Beelink SER5 Pro Mini PC. AMD Ryzen 7 5700U processor, 16GB ram, 500GB SSD, AMD Radeon Graphics 8 Cores 1900MHz, Windows 11 Pro.
£379 (was £349 when I bought)
JQW says
There’s a couple of caveats when purchasing cheap PCs from an unknown manufacturer.
Firstly make sure the device comes with Windows 11 and not Windows 10. Windows 10 is only being supported for another year – from then onwards security updates are only supplied to commercial customers with valid update licenses.
Secondly some of the lesser manufacturers ship these devices loaded with a Volume License copy of Windows, against Microsoft’s license terms, and at the same time disable Windows update completely to stop the device ‘phoning home’. Which means that these devices won’t pick up any security updates, and won’t accept a reload of Windows without purchasing a valid license key.
Ainsley says
I always stick with Crucial or Samsung. Always cost a few quid more but I had too many fails with cheaper discs over the years.
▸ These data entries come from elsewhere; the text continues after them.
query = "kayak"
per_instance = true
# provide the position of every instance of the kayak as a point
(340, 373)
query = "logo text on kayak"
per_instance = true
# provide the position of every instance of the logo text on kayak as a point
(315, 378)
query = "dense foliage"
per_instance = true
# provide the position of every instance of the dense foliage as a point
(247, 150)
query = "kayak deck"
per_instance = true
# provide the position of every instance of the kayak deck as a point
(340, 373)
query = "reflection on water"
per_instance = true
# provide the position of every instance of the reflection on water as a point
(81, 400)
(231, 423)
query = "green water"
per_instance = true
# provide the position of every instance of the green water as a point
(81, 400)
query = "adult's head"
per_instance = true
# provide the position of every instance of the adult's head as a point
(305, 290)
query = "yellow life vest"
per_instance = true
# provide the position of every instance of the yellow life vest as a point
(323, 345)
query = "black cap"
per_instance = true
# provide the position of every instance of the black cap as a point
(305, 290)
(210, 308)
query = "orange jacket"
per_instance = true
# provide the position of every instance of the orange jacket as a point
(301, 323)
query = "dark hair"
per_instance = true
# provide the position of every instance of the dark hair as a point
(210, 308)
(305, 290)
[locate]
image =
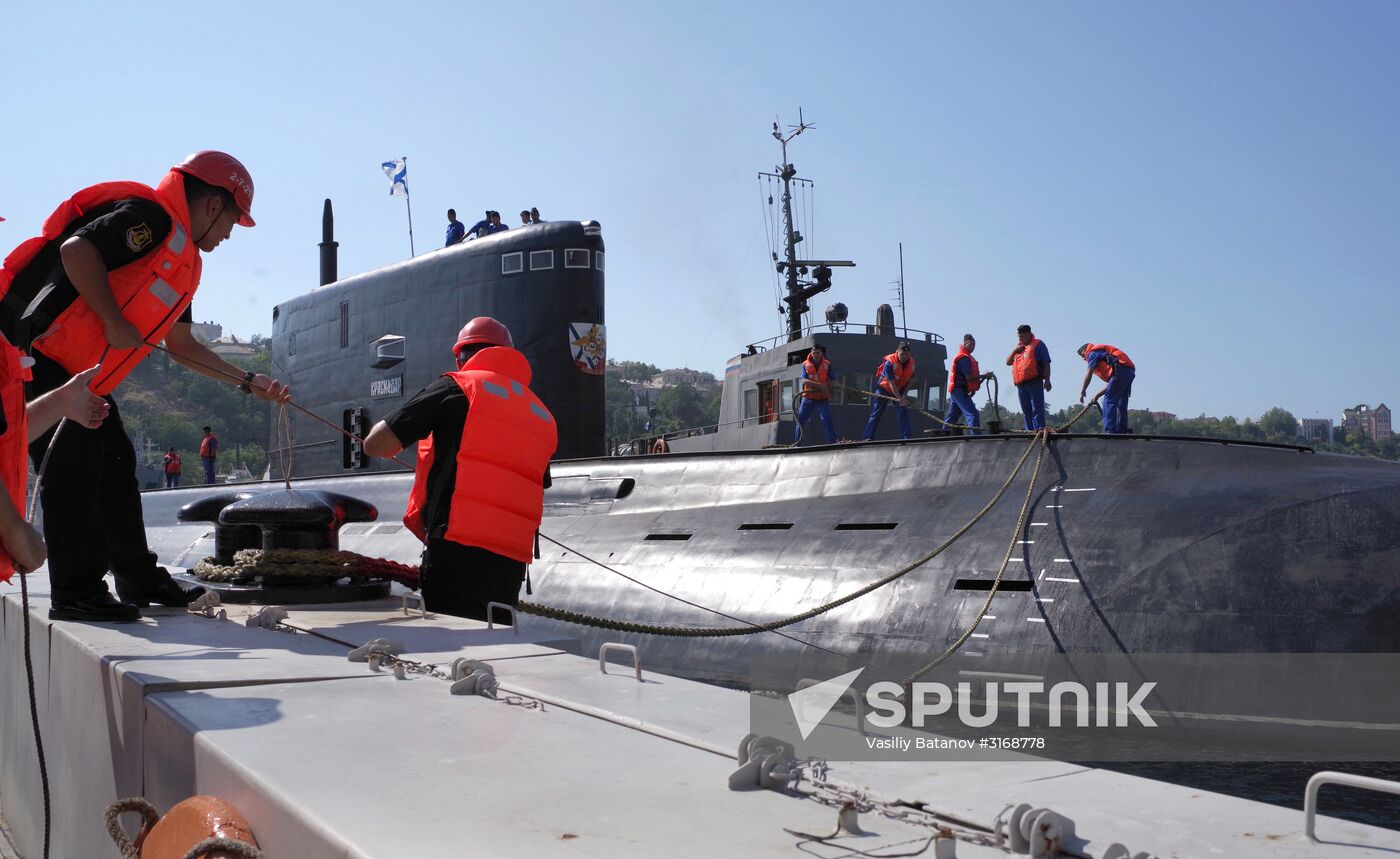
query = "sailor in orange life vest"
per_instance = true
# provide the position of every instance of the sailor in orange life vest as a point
(816, 393)
(485, 441)
(1029, 365)
(112, 274)
(21, 547)
(892, 379)
(1116, 368)
(963, 381)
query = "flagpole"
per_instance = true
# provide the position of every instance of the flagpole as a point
(409, 204)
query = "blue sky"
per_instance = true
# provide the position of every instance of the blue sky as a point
(1213, 188)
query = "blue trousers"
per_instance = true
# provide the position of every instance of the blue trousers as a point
(1033, 403)
(823, 413)
(1116, 400)
(959, 402)
(878, 409)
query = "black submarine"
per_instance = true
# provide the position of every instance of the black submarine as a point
(1123, 544)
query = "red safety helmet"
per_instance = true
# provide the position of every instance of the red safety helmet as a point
(223, 171)
(483, 329)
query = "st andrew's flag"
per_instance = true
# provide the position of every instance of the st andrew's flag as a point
(398, 172)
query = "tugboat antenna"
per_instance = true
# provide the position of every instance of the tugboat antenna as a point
(791, 266)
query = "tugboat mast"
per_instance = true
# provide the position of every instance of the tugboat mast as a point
(793, 267)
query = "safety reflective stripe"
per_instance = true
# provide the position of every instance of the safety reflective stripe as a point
(177, 242)
(164, 293)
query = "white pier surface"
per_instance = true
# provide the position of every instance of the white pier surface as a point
(328, 758)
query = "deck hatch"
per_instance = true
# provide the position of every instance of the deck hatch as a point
(986, 585)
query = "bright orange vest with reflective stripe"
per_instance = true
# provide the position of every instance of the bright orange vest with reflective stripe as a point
(1024, 368)
(973, 382)
(1102, 368)
(153, 291)
(14, 442)
(821, 375)
(508, 437)
(902, 374)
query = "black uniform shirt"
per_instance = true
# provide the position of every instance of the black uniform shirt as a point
(437, 410)
(123, 231)
(440, 410)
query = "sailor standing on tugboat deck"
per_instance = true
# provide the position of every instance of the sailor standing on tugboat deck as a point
(485, 441)
(111, 276)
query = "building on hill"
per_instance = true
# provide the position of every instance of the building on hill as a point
(1372, 423)
(1315, 428)
(685, 375)
(206, 330)
(231, 349)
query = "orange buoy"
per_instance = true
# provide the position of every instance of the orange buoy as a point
(184, 827)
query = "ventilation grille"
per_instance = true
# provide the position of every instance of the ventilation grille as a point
(986, 585)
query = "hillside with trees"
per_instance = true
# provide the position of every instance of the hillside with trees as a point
(165, 403)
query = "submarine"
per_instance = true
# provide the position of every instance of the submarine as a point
(994, 546)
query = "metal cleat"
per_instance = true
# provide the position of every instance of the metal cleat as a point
(268, 617)
(765, 763)
(478, 683)
(377, 648)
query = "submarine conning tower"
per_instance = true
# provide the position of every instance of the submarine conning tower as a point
(357, 349)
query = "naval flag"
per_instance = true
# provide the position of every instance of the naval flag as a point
(398, 172)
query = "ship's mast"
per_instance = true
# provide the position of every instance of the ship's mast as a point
(793, 267)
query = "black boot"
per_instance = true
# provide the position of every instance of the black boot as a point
(95, 609)
(167, 593)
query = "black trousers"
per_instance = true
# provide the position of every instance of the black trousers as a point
(461, 579)
(91, 502)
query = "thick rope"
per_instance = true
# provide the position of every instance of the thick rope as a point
(1005, 560)
(114, 824)
(576, 617)
(305, 563)
(227, 845)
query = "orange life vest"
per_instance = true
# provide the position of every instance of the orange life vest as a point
(14, 442)
(1103, 368)
(973, 372)
(153, 291)
(508, 437)
(1025, 368)
(816, 374)
(902, 374)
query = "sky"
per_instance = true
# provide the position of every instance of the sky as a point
(1211, 188)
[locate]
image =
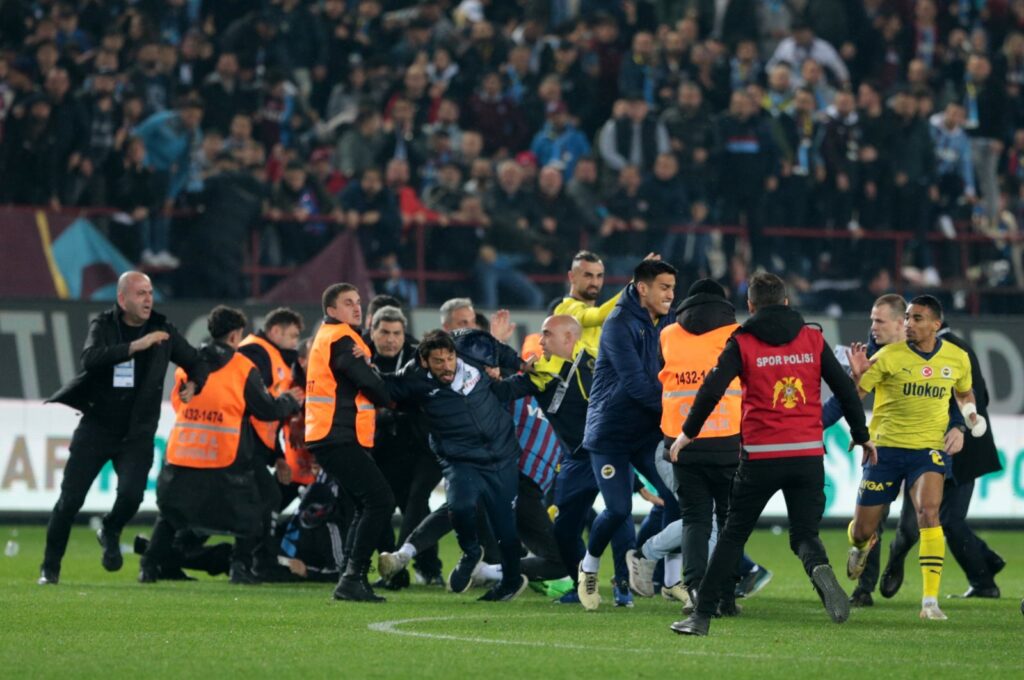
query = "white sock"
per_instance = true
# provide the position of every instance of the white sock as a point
(673, 569)
(491, 571)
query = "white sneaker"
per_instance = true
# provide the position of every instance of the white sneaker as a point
(641, 574)
(931, 611)
(677, 592)
(389, 564)
(857, 559)
(946, 226)
(590, 596)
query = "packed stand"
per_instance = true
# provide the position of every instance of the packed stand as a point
(513, 131)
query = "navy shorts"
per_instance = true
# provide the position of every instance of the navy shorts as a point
(881, 482)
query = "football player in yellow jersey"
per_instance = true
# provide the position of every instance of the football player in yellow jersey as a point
(911, 381)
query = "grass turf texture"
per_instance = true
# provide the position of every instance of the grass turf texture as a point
(96, 624)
I’d also recommend M.2 MVNe if your mainboard will take it
johnw says
I know this is moving a little further from the OP but, as you say, drives fail. Even Samsung SSDs – I recently had a 2TB data drive die in under a year. More important than the monetary cost is the data that’s lost as a result if it’s not backed up. If I had a drive budget, I’d make sure I included a backup drive (probably external) even if it means buying a slightly lower spec main drive.
Mike_H says
I too learned the value of having backup drives the hard way.
I now have external USB drives for backup and I check them regularly with Crystal Disk Info, which is a reliable free Windows program that warns you if your HDDs and SSDs are starting to fail. One of my 4TB backup drives is currently in a “Caution” state as there are a handful of “Uncorrectable Sectors” on it, though no data has been lost yet. Windows “CheckDisk” gave it a clean bill of health yesterday, after a very lengthy full check, but I will replace it soon just the same.
Ainsley says
Oh, yes and I am completely anal about backing up. I use Carbonite for an off-site back up and have an large external USB drive as well AND all my music is on a NAS with redundancy as well.
You can’t back up too much, especially when ALL you music is digital.
(I might change the Carbonite soon – they are currently offering so many discounts that I wonder if they are in trouble? Plenty of alternatives out there and (without a discount) less expensive)
johnw says
I agree but it’s easier said than done with a laptop. I’m about to replace my 8 year old HP Envy which has an M.2 drive and a SATA drive. I can’t find a modern equivalent.